Trabalho científico também é trabalho!

Fazer ciência é hoje, para todos aqueles que a exercem, uma atividade de risco, marcada por muita pressão, ansiedade, angústia e incerteza.

Desde há muito que o trabalho de investigação científica não é tratado com o respeito inerente ao importante papel social, cultural e económico que este representa. Ao longo das últimas décadas, assistiu-se a um notável aumento do número de doutorados, dos níveis de produção científica e da capacidade de captar financiamento internacional. No entanto, os protagonistas deste progresso continuam a não ver o seu trabalho devidamente reconhecido através de vínculos laborais estáveis.

Efetivamente, fazer ciência é hoje, para todos aqueles que a exercem, uma atividade de risco, marcada por muita pressão, ansiedade, angústia e incerteza.
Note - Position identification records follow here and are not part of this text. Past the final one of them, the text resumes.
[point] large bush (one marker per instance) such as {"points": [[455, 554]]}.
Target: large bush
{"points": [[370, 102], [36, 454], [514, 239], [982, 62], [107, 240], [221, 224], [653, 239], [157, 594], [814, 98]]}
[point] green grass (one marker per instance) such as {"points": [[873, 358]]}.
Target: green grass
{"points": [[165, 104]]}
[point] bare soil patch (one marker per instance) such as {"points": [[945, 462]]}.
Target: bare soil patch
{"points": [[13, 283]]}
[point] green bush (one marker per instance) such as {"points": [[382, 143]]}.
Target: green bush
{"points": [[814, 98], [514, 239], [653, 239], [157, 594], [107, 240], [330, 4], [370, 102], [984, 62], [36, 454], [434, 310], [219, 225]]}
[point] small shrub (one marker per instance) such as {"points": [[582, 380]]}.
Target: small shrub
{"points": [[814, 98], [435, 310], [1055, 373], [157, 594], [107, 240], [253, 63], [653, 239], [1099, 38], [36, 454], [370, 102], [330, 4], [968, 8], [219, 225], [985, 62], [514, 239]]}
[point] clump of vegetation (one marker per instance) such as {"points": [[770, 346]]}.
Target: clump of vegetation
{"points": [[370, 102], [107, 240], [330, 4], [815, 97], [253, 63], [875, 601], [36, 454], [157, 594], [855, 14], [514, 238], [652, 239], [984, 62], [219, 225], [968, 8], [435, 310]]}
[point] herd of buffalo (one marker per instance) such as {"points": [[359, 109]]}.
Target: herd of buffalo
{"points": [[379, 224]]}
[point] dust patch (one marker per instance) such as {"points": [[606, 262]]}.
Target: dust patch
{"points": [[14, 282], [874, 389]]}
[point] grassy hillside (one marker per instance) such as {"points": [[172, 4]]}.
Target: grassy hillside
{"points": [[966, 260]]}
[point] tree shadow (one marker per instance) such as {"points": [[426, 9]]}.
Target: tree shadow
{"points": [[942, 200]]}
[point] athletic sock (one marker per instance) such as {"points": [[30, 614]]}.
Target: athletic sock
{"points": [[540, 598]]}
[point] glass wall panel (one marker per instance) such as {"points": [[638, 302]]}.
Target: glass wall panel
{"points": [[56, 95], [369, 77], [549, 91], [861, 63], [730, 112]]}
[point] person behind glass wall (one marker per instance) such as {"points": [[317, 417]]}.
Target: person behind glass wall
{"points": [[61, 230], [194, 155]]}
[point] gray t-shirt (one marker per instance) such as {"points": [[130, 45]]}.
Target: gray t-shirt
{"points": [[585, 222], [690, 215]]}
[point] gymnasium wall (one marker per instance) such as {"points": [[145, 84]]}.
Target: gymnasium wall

Por mais significativos que sejam os contributos para o desenvolvimento do conhecimento científico, o futuro, senão mesmo o presente, é, nas mais das vezes, um enorme ponto de interrogação.

Os efeitos sobre a vida dos investigadores são muitos e extremamente nefastos. Afinal de contas, são vidas suspensas, é um horizonte que a cada momento se distancia. Por maior que seja o esforço, o empenho, o profissionalismo e a qualidade do trabalho, a estabilidade laboral necessária para que efetivamente se dignifique e valorize o trabalho científico, mas também para que a consolidação e o desenvolvimento do sistema científico e tecnológico nacional ocorram, é, para a esmagadora maioria dos investigadores, uma miragem. E não tem de ser assim. Não há nenhum determinismo fatalista que obrigue à existência de mais investigadores doutorados precários do que integrados na respetiva carreira. A precariedade laboral não é um destino inexorável a que todos os investigadores estão sujeitos mas sim o produto de opções políticas erradas que, elegendo o trabalho como alvo preferencial, comprometem o desenvolvimento socioeconómico, acentuam a desigualdade e a injustiça, corroem os laços que nos unem.

Embora existam outros fatores que ajudam a explicar o atual panorama da ciência portuguesa, é no sub-financiamento crónico que encontramos a raiz de muitos dos problemas que têm caracterizado a evolução deste setor ao longo dos últimos anos e que se têm vindo a agudizar.

Pelo menos desde o ano 2000, a despesa em I&D, que hoje é inferior a 1,5% do PIB, encontra-se abaixo da média europeia, que é superior a 2% do PIB. Estamos, pois, ainda bastante distantes de alcançar os 3% definidos pelo atual governo como meta para 2030. Por outro lado, o financiamento em I&D é hoje menor do que em 2011, sendo as áreas mais sacrificadas o apoio a projetos de I&D e a contratação – a prazo – de trabalhadores científicos, e a despesa por investigador é menos de metade da média europeia. Temos, portanto, em Portugal, ciência de elevada qualidade a muito baixo custo.

Infelizmente, embora tenham sido criadas muitas expectativas junto da comunidade científica por parte do atual governo, tanto os níveis de financiamento da ciência como de combate à precariedade laboral não foram abordados de forma adequada. Com efeito, a recente revalorização das bolsas de pós-doutoramento e outras formas de contratação a prazo – figuras que institucionalizam e eternizam a precariedade na ciência – traduz um recuo muito significativo relativamente ao caminho trilhado no início da legislatura.

É, pois, fundamental, continuar a batalhar pelo reforço do financiamento estrutural não competitivo da ciência, pelo repensar do papel desempenhado pela FCT no sistema científico e tecnológico nacional e pela criação de condições para promover uma maior participação dos investigadores na gestão democrática das instituições.

Só assim se pode garantir a defesa dos interesses dos investigadores e a valorização do seu papel na sociedade. Só assim se pode assegurar um futuro melhor para a ciência portuguesa. Só assim se pode construir um Portugal melhor, mais justo, mais solidário e menos desigual.